Energy and the Environment (ENV S 301) is “one of my favorite classes right now,” she said, “which basically just talks about how energy flows throughout organisms and everyday life.” She chose nuclear energy as a subject for her final paper

Biology soon kicked in as a minor; she’s contemplating a possible pivot to the medical field with stem cell research as one potential focus.

Head Coach Mike Shrader describes Schiller as smart. intuitive and “usually a step or two ahead of me in a number of areas.”

“Alyssa loves pressure, absolutely thrives in the biggest moments,” Shrader said. “She has an incredible high tolerance for pain and can push herself so hard she literally cannot get out of the pool.”

Shrader said he is equally impressed, however, with the personal touch Schiller brings to the team and her teammates.

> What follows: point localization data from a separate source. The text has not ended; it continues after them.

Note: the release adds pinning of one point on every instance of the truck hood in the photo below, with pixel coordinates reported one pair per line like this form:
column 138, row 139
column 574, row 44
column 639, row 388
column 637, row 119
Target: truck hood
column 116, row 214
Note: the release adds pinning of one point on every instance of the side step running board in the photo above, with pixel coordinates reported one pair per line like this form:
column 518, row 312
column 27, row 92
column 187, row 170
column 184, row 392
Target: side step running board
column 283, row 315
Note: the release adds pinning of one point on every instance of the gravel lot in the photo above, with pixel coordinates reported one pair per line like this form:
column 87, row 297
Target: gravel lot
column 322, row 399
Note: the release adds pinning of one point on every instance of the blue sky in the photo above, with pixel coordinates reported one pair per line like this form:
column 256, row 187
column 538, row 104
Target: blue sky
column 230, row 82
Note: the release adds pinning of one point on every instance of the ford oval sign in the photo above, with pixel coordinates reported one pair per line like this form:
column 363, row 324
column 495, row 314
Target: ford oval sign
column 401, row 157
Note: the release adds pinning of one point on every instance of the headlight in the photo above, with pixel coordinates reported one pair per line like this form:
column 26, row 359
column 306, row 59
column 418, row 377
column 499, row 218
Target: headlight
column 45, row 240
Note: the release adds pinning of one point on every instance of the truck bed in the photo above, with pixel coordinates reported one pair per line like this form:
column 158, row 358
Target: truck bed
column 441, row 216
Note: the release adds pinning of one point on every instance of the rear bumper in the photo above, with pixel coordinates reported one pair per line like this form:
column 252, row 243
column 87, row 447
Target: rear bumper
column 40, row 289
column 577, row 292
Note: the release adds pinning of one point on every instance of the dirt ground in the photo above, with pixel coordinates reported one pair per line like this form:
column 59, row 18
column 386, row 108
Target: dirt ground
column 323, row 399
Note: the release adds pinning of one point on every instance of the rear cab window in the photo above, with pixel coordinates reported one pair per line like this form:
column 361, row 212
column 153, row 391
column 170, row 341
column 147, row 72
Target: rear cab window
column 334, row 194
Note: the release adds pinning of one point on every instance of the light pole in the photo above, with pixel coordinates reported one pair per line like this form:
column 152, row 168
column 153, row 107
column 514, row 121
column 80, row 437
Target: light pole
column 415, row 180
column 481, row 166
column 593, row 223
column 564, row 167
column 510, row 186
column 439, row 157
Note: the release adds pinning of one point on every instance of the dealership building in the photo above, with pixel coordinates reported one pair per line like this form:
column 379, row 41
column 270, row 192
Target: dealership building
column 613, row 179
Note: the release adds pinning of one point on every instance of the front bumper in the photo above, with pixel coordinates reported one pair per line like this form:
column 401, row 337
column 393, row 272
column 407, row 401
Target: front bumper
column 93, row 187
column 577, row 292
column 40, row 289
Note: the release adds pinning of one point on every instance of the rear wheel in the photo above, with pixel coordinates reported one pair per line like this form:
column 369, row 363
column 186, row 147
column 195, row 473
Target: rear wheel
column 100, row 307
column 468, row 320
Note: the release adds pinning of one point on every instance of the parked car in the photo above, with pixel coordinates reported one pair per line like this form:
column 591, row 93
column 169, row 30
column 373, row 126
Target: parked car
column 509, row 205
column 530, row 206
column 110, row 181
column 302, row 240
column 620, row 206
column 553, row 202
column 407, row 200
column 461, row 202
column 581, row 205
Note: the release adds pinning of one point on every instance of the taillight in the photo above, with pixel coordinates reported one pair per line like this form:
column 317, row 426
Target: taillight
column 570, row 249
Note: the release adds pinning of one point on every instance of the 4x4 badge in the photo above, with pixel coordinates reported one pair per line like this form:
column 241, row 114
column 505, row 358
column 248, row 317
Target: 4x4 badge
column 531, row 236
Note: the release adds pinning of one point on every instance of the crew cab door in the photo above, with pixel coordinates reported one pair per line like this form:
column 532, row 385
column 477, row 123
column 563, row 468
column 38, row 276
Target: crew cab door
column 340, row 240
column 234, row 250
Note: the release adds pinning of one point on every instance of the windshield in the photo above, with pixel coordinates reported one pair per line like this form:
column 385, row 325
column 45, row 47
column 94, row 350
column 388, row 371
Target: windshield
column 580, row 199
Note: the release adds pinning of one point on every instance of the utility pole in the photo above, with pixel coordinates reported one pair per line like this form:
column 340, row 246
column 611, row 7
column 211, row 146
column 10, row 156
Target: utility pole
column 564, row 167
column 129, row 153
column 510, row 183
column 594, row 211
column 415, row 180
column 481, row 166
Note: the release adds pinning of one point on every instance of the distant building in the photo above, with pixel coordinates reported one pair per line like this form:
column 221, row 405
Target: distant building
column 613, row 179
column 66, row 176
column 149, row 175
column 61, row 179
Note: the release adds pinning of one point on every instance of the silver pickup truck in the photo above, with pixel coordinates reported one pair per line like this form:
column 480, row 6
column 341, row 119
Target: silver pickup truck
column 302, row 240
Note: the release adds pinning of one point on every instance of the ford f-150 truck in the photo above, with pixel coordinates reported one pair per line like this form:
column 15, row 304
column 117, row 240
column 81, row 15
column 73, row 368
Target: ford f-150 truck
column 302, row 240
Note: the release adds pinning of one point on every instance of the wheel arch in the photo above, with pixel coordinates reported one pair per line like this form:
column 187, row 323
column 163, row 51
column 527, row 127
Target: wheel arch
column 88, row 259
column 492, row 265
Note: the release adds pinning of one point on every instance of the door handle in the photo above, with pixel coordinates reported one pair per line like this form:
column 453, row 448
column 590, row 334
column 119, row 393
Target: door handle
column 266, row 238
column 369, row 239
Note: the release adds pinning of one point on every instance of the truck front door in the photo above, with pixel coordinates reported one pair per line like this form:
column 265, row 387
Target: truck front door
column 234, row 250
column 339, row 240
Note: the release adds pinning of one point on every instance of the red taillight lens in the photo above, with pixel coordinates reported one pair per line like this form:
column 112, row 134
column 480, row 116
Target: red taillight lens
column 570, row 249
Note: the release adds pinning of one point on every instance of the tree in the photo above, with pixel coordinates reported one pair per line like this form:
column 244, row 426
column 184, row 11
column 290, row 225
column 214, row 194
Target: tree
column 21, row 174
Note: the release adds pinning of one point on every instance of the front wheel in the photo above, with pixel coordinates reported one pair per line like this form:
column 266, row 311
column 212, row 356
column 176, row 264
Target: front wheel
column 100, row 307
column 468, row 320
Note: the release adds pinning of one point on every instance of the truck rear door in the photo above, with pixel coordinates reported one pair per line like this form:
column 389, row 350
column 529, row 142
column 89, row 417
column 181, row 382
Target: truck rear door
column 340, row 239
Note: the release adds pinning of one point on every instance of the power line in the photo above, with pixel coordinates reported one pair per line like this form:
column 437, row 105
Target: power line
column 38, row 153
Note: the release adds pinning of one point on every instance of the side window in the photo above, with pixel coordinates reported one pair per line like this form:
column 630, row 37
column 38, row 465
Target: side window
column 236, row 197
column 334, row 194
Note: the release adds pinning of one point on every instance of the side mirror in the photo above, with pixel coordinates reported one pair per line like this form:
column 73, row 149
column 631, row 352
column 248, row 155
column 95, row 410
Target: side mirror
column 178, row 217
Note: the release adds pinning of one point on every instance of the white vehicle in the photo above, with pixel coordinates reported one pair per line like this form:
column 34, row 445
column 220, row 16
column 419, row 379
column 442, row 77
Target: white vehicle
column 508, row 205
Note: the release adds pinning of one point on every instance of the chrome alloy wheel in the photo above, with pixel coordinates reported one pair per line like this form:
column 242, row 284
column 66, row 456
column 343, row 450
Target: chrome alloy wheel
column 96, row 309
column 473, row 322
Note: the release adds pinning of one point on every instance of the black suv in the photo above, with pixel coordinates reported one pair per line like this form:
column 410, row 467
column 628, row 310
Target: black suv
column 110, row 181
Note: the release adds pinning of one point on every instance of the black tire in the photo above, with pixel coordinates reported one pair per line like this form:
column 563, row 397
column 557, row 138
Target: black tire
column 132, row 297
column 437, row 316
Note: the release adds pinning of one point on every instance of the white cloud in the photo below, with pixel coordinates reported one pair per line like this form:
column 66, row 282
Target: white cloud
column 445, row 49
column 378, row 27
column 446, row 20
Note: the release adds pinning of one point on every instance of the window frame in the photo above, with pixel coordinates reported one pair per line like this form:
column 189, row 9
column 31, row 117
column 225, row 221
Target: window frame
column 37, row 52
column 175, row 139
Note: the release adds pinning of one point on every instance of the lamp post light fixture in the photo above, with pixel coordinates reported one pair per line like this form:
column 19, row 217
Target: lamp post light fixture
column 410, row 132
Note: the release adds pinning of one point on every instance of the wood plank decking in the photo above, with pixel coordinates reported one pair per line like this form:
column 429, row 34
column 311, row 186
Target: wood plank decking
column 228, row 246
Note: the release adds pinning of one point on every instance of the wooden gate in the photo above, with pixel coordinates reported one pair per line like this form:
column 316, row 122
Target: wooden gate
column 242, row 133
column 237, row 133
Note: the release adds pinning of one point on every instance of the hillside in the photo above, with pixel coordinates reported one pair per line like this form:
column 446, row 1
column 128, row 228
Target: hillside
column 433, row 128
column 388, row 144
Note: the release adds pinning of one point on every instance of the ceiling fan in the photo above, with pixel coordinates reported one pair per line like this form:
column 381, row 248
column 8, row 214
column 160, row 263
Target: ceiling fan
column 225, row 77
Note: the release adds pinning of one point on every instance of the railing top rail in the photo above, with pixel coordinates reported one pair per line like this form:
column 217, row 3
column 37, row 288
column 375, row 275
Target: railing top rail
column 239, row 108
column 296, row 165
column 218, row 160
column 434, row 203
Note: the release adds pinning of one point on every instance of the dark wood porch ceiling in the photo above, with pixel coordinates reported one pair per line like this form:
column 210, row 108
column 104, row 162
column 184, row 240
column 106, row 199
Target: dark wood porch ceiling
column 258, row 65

“She is one of the most caring individuals I know,” he said. “When she wasn't able to compete at conference, she gave every single girl on the team a personal handwritten inspirational note.”  

For all the late-night trips to urgent care and the difficulty she had sometimes just getting out of bed, Schiller describes the effects of Lyme disease on her excellence in swim & dive as surprisingly minimal. During her recovery in the 2025-26 season, she won four silver medals at the Mountain West championships as a member of four medley and free relay teams, and swam the seventh-fastest time in school history (49.13) in the 100 free at the Utah Tech Invitational.

“As hard as it is,” she said, “it is worth it.”